Молодой стонал. Пуля стукнула ему в ногу, размозжила ступню в сапоге, и он истекал кровью.
— Где же справедливость, господи? — ныл раненый. — Ведь не разжились же нисколечко! Все понапрасну было! Омманул Прошка-то! Пустой был!
— Замолчи, дурак! — рассердился пожилой. — И так тошно…
Уже в полную темень приехали на чью-то заимку, но не было ни собачьих голосов, ни мычания скотины, ни маломальского огонька. Покинутая вроде бы усадебка. Правда, Засекин знал, куда бежал. Остановил телегу возле избы, сорвал доски с заколоченной двери. Потом мы втащили пленников в дом.
— Поищи дровишек, растопи печь, — приказал мне Засекин и сунул в ладонь спичечный коробок, оправленный в металл.
Я пошел, спотыкаясь, по двору. Небо было темно-синее, безлунное, со множеством бледных звезд. На этом фоне видны были громады черных елей с колючими макушками. Было холодно и тревожно. Из дома донеслись вскрики, стоны, звуки ударов. Засекин начал разговаривать с душегубами по-свойски, не дожидаясь огня. Достойную оценку происходящему я еще не в силах был дать, но азарта охоты, праздника на душе уже не было.
Поленницу дров я отыскал под обвалившимся навесом хозяйственных построек. Набрав поленьев выше головы, заторопился в избу, конечно, шлепнулся, содрал кожу на локтях. Все же натаскал дров, надрал бересты с полешек, нащипал ножом лучин для растопки. Разжег печь с одной спички, здорово! Но Засекин не обратил внимания на мои достижения. Не до меня ему было.
Я развел в печи такое пламя, что оно начало лизать гладкую мазанку. Стало дымно и жарко. Я приоткрыл дверь в сени, тотчас потянуло сквозняком: в окнах стекол не было, вместо них — щелястые полуоторванные ставни.

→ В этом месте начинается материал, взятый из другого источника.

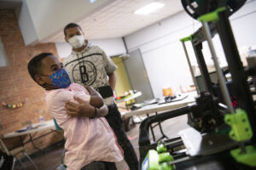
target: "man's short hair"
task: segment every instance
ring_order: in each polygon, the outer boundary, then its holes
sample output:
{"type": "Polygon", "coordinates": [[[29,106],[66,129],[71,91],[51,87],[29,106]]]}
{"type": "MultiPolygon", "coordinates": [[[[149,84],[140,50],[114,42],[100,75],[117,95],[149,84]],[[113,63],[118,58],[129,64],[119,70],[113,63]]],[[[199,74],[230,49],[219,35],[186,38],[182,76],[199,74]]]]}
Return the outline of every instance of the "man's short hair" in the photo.
{"type": "Polygon", "coordinates": [[[35,76],[41,74],[42,60],[49,55],[54,54],[52,53],[42,53],[34,56],[27,64],[28,73],[35,82],[35,76]]]}
{"type": "Polygon", "coordinates": [[[65,37],[66,37],[66,30],[67,30],[68,28],[73,28],[73,27],[78,27],[78,28],[79,28],[82,31],[82,28],[79,26],[79,25],[77,25],[76,23],[69,23],[64,28],[64,35],[65,35],[65,37]]]}

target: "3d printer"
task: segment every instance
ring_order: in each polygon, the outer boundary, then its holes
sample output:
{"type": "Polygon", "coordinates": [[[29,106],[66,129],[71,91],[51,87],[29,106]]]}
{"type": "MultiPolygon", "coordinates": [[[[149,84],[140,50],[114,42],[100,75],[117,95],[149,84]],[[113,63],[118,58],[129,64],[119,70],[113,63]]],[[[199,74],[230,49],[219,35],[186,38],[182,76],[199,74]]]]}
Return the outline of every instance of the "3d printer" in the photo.
{"type": "Polygon", "coordinates": [[[190,36],[182,38],[184,52],[199,95],[195,104],[152,116],[141,123],[139,150],[143,170],[171,169],[255,169],[256,110],[253,95],[256,87],[256,56],[243,67],[234,39],[229,16],[245,0],[182,0],[185,11],[202,23],[190,36]],[[218,34],[228,63],[218,65],[212,37],[218,34]],[[185,42],[190,41],[204,85],[199,89],[185,42]],[[207,42],[212,56],[218,83],[212,83],[202,54],[207,42]],[[231,74],[231,80],[225,74],[231,74]],[[252,91],[254,89],[254,91],[252,91]],[[150,143],[148,127],[154,122],[188,115],[191,128],[179,137],[150,143]]]}

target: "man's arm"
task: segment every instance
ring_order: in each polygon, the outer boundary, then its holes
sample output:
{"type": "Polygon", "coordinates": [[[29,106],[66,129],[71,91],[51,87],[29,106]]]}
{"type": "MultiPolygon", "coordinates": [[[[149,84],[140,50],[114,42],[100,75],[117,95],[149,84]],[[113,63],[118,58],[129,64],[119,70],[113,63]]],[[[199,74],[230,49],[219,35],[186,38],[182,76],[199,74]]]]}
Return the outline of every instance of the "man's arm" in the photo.
{"type": "Polygon", "coordinates": [[[108,82],[112,90],[113,91],[116,84],[116,75],[114,72],[108,75],[108,82]]]}
{"type": "Polygon", "coordinates": [[[103,106],[104,101],[101,94],[91,87],[84,86],[84,88],[88,90],[90,95],[90,105],[96,108],[103,106]]]}
{"type": "Polygon", "coordinates": [[[78,97],[74,97],[74,99],[79,104],[73,102],[67,102],[65,104],[65,109],[68,116],[73,117],[102,117],[108,115],[108,109],[107,105],[103,105],[102,107],[97,108],[91,105],[88,101],[80,99],[78,97]]]}

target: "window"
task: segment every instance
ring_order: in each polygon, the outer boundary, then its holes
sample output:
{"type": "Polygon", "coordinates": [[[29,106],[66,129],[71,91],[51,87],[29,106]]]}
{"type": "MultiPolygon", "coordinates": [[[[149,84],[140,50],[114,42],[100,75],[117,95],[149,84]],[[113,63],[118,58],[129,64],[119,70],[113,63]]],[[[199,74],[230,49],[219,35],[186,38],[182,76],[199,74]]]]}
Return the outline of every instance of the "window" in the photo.
{"type": "Polygon", "coordinates": [[[7,59],[4,53],[3,45],[0,37],[0,67],[7,66],[7,59]]]}

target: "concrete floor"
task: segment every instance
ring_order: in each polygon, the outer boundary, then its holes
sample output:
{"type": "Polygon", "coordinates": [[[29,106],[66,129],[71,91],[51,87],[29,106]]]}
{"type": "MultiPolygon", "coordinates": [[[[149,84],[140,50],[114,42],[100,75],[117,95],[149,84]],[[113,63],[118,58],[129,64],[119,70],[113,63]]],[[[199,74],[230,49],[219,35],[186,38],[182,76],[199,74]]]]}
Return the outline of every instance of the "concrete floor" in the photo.
{"type": "MultiPolygon", "coordinates": [[[[144,118],[144,117],[142,117],[144,118]]],[[[164,133],[169,138],[174,138],[179,130],[189,128],[187,125],[187,116],[181,116],[173,119],[169,119],[162,122],[162,128],[164,133]]],[[[161,134],[159,128],[155,128],[154,134],[156,139],[160,139],[161,134]]],[[[135,128],[131,128],[127,132],[127,135],[131,141],[133,147],[135,148],[136,153],[139,157],[138,150],[138,138],[139,138],[139,124],[137,124],[135,128]]],[[[152,135],[150,135],[152,137],[152,135]]],[[[152,139],[152,138],[151,138],[152,139]]],[[[55,148],[46,150],[44,154],[38,154],[38,156],[32,157],[35,164],[39,167],[39,170],[55,170],[57,169],[61,164],[61,156],[63,150],[63,144],[59,144],[55,148]]],[[[26,165],[26,170],[35,169],[27,160],[23,160],[26,165]]],[[[116,166],[118,170],[128,170],[128,167],[125,161],[117,162],[116,166]]],[[[15,169],[24,169],[20,167],[17,163],[15,169]]]]}

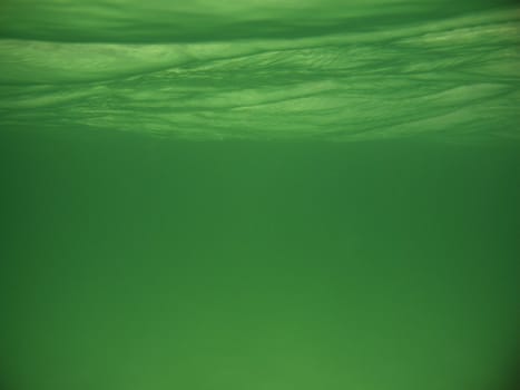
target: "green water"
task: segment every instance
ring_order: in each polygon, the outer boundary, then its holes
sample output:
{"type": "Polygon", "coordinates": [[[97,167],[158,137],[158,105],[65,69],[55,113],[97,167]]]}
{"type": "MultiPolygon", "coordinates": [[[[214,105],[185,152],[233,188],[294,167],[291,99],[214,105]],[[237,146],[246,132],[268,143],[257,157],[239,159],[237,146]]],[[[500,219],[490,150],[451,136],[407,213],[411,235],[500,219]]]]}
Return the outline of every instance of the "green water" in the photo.
{"type": "Polygon", "coordinates": [[[516,389],[519,106],[514,1],[0,1],[0,387],[516,389]]]}

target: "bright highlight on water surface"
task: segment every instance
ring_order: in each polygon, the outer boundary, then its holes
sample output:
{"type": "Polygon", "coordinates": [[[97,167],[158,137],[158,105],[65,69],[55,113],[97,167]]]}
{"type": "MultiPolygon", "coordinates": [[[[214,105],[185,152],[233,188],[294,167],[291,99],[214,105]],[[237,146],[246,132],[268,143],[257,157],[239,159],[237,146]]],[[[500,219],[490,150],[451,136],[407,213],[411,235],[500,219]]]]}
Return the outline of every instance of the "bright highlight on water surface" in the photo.
{"type": "Polygon", "coordinates": [[[508,1],[8,0],[0,126],[518,138],[519,31],[508,1]]]}

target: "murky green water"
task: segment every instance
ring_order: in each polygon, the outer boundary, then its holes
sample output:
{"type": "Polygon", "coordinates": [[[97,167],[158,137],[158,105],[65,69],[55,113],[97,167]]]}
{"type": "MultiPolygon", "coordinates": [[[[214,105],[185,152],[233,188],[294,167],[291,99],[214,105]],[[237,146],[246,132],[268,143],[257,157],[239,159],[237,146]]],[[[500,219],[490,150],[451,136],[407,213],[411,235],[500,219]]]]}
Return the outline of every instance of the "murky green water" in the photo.
{"type": "Polygon", "coordinates": [[[514,1],[0,2],[0,381],[511,390],[514,1]]]}

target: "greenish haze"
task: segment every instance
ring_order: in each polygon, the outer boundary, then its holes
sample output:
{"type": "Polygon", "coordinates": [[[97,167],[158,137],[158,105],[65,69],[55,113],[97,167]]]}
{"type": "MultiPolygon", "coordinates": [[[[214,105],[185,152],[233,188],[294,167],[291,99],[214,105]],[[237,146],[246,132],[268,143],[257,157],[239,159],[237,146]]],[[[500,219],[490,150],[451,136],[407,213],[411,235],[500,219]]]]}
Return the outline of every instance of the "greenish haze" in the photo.
{"type": "Polygon", "coordinates": [[[519,32],[514,1],[0,0],[0,387],[516,389],[519,32]]]}

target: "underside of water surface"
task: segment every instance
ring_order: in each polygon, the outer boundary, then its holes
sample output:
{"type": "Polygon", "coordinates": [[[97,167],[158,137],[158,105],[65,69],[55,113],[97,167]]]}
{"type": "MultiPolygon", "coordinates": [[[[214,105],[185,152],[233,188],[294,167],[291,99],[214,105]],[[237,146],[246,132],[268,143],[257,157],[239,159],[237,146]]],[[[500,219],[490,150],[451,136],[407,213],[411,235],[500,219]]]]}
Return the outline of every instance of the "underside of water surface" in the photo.
{"type": "Polygon", "coordinates": [[[518,390],[519,199],[518,1],[0,0],[1,390],[518,390]]]}
{"type": "Polygon", "coordinates": [[[4,0],[0,126],[519,137],[514,1],[4,0]]]}

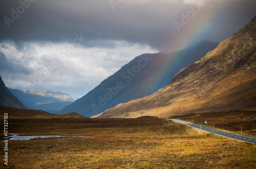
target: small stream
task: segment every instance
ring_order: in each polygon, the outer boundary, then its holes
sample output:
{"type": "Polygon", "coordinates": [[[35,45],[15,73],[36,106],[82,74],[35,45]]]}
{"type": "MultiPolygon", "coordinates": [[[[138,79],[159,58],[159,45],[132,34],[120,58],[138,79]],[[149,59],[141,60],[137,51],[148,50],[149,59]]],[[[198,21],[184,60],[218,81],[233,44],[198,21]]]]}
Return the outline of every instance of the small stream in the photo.
{"type": "Polygon", "coordinates": [[[9,136],[9,140],[28,140],[33,138],[58,138],[58,137],[84,137],[83,136],[63,136],[63,135],[19,135],[15,133],[11,133],[11,136],[9,136]]]}

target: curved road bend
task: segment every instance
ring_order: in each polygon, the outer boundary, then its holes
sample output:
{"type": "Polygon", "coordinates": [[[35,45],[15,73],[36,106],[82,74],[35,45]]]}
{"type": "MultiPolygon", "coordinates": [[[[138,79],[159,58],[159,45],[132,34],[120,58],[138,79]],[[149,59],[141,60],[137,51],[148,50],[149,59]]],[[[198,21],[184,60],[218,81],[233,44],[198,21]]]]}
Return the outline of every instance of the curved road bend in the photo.
{"type": "Polygon", "coordinates": [[[244,136],[240,134],[234,134],[228,132],[225,132],[220,131],[219,130],[212,129],[209,127],[205,127],[204,126],[201,126],[199,124],[196,124],[194,123],[191,123],[189,122],[187,122],[182,120],[180,120],[178,119],[168,119],[168,120],[170,120],[174,122],[176,122],[177,123],[179,123],[181,124],[185,124],[188,126],[190,126],[192,127],[194,127],[199,129],[201,129],[202,130],[214,133],[215,134],[221,135],[224,136],[225,137],[229,138],[231,139],[236,139],[239,141],[248,142],[250,143],[256,144],[256,138],[250,137],[247,136],[244,136]],[[201,128],[202,127],[202,129],[201,128]]]}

Пожилой пленник жалобно возмущался:
— Зря нас уродуешь, мужик! Нет на нас чужой крови! Вот те крест, нету!.. А то, что мы побили тебя маленько, так это с испугу… да по глупости. Дознаться хотели, кто на нас поклеп сделал. Завистников много! Доносы пишут, слухи распускают… А Прошка покойный, считай, каждый год у нас останавливался. Вот тебе кто-то и шепнул: Бочкаревы во всем замешаны, не иначе. Да разве мог я руку поднять на Прокла Никодимыча, сам подумай? Мы с ним в одних артелях многие годы работали, в одном ярме ходили. Друзья мы с ним…
— Так ты из рабочих?
— По мне разве не видно? Да ты поглянь, поглянь на мои руки в мозолях, на мою рожу побитую! Хворь в костях сидит с тех времен. И рубцы на морде, шишки от чирьев… Своим горбом нажил маломальский достаток! А округа набычилась, зубами скрипит — у них-то деньги бешеные, с торговли да обману. А моя честность им в укор…
— Бочкаревы — известное имя. Значит, ты и есть Матвей Африканыч, который женился на вдове купца Золотухина? Так что ты мне про горб и честность поешь? Дом свой в блудное место превратил.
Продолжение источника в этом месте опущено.